Вряд ли нашей попутчице придется такое по вкусу. А мне приходится. Я раскачиваюсь и раскачиваю свои мысли. Однако. Ладно.
Какой вкус слез у М.? Наверняка горький.
Она выглядит как человек, повидавший в жизни немало толчков и ступеней. Мы слушаем музыку и молчим. Каждый о своем. Лучше бы включил фонк и вдавил газ.
Песня заканчивается. Она выдыхает, словно готовится рассказать нам что-то для нее важное и грустное. Мы с Д. совсем неподвижны, словно ледяные фигуры, ждущие первых лучей солнца.
У нее был ребенок. Как и многие матери, она возлагала надежды и верила в лучшую для той жизнь.

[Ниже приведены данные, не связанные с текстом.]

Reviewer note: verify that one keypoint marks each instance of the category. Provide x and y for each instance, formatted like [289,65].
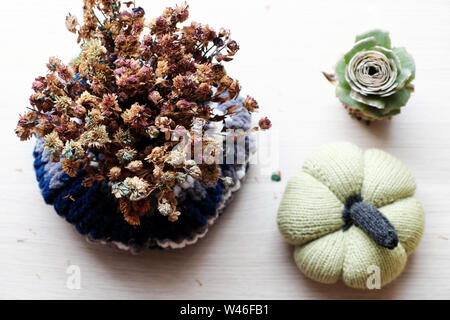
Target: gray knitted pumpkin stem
[371,221]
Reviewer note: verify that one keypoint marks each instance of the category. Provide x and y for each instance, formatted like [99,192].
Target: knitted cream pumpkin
[350,212]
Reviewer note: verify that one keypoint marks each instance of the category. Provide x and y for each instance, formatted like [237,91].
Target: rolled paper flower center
[371,221]
[372,73]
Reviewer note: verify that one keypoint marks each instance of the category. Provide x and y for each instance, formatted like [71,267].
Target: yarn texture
[348,211]
[96,214]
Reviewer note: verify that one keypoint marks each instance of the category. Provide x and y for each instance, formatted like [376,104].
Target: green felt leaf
[382,37]
[371,100]
[406,61]
[365,44]
[397,100]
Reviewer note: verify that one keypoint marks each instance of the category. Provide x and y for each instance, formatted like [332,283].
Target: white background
[285,46]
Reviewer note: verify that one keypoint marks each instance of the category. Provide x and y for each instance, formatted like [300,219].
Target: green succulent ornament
[373,80]
[351,215]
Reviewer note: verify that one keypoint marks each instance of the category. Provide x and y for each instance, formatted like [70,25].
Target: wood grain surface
[284,47]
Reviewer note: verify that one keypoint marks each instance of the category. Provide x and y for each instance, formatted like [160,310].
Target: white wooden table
[285,46]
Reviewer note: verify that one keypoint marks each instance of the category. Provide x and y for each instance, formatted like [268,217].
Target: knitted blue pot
[95,211]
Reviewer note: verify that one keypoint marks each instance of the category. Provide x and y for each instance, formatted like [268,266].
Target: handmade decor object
[373,80]
[142,138]
[352,216]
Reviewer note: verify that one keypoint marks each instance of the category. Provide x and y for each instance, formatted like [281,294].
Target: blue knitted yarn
[95,211]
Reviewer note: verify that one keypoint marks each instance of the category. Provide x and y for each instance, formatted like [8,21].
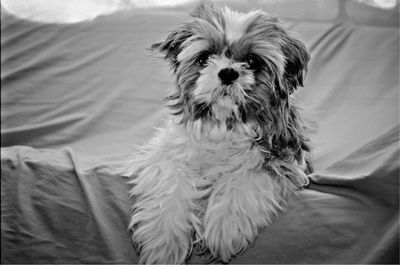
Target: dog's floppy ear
[297,57]
[172,46]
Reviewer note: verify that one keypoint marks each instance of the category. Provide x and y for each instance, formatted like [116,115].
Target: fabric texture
[76,98]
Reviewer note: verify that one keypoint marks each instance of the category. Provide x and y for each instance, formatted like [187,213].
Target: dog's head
[233,68]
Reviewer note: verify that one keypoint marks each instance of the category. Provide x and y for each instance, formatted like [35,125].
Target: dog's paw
[159,246]
[227,235]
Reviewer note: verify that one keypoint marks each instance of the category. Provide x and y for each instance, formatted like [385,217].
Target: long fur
[227,160]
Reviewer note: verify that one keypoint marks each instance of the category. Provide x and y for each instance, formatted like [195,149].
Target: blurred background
[72,11]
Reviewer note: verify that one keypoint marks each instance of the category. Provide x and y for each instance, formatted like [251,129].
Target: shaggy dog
[234,147]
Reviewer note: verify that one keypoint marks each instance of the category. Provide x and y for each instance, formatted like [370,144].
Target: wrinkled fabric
[76,98]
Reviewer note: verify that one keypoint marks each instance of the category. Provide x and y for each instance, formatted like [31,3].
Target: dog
[234,147]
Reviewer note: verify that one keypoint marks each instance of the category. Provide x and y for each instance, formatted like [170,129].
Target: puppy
[234,147]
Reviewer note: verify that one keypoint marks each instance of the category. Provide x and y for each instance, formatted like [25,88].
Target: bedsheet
[75,98]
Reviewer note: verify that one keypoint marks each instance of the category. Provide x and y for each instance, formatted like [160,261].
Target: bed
[76,98]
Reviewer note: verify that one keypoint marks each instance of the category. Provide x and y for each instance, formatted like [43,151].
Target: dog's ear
[172,46]
[296,60]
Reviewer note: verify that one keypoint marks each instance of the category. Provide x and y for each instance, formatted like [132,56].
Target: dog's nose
[228,75]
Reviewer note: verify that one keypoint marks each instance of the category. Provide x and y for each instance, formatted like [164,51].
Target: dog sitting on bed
[234,149]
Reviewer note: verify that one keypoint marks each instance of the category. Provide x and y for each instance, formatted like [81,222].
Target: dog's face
[233,67]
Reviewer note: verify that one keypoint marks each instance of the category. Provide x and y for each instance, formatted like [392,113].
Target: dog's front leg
[239,206]
[163,220]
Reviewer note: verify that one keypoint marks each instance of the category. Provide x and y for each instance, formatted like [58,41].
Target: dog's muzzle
[228,75]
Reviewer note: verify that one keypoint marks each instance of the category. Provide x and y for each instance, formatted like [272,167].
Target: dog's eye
[253,61]
[203,58]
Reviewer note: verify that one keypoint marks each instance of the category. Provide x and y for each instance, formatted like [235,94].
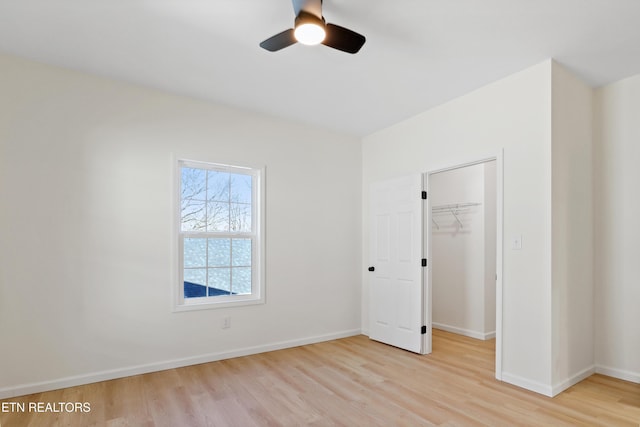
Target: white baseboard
[573,380]
[620,374]
[24,389]
[466,332]
[527,384]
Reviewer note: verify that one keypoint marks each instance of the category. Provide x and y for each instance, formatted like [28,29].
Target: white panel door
[396,308]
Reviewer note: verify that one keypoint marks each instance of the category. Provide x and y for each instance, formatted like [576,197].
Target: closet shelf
[454,209]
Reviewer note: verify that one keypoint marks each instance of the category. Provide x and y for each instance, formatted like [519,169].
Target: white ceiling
[418,54]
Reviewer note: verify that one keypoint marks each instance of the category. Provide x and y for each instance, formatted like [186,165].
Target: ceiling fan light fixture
[309,29]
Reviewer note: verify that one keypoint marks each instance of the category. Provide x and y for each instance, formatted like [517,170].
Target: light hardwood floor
[347,382]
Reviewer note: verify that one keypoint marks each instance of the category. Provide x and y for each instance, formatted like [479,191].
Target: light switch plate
[516,242]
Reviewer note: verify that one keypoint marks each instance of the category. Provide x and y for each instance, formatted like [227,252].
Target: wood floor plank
[348,382]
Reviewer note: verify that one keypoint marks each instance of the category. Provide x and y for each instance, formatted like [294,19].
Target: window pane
[194,282]
[193,215]
[241,280]
[240,217]
[241,253]
[195,252]
[219,252]
[218,186]
[240,188]
[219,281]
[218,216]
[193,184]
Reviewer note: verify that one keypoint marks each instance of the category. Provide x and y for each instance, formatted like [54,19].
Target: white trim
[620,374]
[499,259]
[465,332]
[573,380]
[527,384]
[25,389]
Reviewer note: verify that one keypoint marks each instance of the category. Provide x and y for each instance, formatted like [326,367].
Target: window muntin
[219,234]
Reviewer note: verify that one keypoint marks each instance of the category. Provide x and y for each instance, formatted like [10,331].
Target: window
[219,238]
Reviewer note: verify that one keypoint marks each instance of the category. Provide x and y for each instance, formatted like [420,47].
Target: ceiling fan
[311,29]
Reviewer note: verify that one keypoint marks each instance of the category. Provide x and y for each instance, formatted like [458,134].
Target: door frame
[428,312]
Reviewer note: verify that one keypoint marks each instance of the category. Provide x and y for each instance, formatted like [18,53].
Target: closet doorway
[464,227]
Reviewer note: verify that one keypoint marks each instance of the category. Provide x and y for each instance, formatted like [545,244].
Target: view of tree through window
[216,229]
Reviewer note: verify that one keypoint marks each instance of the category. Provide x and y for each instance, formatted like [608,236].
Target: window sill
[221,302]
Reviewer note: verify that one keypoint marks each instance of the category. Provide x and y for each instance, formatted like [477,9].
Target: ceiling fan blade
[279,41]
[310,6]
[343,39]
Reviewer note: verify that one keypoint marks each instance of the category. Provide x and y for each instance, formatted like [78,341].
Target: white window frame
[257,295]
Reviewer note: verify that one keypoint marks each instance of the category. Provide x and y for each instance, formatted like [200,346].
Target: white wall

Ее отец был военным, строго следящим за укладом в семье, перевозя жену, дочь и младшего брата из города в город, из страны в страну. Они задержались в М., где государство милостиво предложило им трехкомнатную квартиру, военную пенсию и плоды уставшего сознания, незадолго до больничной палаты бросающееся с ножом в коридоре на членов своей семьи. М.и ее мать вдвоем пытались защититься и успокоить отца и мужа. Ее маленькая дочь кричала, закрывая голову руками, сидя на корточках в прихожей, молила перестать, не понимала, как любящий дедушка, оставлявший для нее конфеты на нижней полке в шкафу, мог быть таким жестоким. Много лет спустя поняла, что тогда его уже больше с ними не было. Тот человек выглядел как он, но внутри разрастался холодный хаус, пожирающий все воспоминания о своих родных, крадущий его у них, не жалеющий и не знающий сострадания. Он угасал быстро. Последним воспоминанием ее дочери стала пустая площадка возле больницы и припаркованная машина, из которой она боялась выйти, чтобы попрощаться. Хотела выйти, но не смогла. Позже М. сказала, что он звал свою внучку, называл ее по имени, хотел увидеть. Он помнил только ее. Но она так и не смогла выйти из той машины, Так и не смогла после себе простить, что не попрощалась.
Так они стали жили втроем. Три поколения женщин, поддерживающих и подавляющих друг друга.